Sure, everyone hates other peoples'' narcissism. That's the easy part. In my case, a feeling that I had reached a certain level that others hadn't alienated me from others in my own field. I wrote some books reviews that made me some enemies. It made it very hard for me to relate to weaker graduate students, and even some stronger ones.
Recognizing my narcissist strain, I actively try to compensate for it.
(1) Just recognizing it in yourself is the first step. True narcissists wouldn't be worried about being narcissistic. That's a problem for other people. A kind of meta-consciousness is very helpful, because then you won't be one of those people lacking self-awareness.

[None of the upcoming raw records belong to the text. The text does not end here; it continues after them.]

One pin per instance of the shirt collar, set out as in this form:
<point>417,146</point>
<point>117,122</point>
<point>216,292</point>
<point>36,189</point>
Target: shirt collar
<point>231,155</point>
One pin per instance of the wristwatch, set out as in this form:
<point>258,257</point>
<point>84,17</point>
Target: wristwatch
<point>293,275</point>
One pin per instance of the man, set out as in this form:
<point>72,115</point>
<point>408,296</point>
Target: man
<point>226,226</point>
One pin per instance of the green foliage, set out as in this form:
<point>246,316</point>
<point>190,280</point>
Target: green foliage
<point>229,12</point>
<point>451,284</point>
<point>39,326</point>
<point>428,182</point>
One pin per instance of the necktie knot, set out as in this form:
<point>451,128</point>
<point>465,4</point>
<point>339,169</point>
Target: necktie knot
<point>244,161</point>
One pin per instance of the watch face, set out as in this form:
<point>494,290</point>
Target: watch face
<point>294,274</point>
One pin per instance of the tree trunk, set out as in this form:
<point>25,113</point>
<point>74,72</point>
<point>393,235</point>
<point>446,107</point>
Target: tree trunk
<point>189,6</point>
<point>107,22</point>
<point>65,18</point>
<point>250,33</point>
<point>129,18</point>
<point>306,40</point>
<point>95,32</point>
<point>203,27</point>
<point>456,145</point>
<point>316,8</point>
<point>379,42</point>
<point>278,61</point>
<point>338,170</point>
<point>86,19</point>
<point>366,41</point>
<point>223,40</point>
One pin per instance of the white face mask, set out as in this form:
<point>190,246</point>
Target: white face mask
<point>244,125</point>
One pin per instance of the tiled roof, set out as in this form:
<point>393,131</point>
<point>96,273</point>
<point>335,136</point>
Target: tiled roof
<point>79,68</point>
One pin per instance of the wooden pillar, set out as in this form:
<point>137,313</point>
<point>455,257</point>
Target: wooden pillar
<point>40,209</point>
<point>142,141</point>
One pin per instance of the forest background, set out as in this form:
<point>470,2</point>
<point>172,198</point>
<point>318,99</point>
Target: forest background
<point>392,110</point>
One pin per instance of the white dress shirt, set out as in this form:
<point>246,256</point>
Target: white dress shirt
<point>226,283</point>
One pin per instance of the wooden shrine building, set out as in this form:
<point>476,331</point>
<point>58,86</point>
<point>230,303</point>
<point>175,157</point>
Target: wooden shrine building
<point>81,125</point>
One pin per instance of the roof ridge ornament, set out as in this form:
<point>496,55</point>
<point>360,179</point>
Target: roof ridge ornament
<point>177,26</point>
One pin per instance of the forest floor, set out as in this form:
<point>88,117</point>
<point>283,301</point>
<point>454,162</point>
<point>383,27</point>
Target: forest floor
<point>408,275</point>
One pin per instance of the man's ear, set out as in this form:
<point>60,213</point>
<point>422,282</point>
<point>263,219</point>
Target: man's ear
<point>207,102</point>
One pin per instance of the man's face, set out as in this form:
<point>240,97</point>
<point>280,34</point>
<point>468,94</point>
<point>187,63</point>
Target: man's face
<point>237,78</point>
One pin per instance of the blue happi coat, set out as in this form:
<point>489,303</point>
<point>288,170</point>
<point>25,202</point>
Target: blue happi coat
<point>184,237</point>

(2) I try to write for an audience, not for myself. A really clear and engaging style is my ideal. I read my own work from the perspective of another person, as much as possible.
(3) I find that having a poetic work of my own, one that my ego is invested in, is very difficult. It almost demands a certain narcissism. So I don't take myself too seriously as a poet. I can write a poem as good as the next person, or probably better, but I don't have a sense of my work as a poet. If I took myself seriously as a poet, I'd be twice the narcissist than the one you already know and hate.
(4) I don't take enormous satisfaction from my political convictions. I view those as pretty much a given, not something that I can take pride in. So I don't have the political narcissism of the typical Humanities Professor.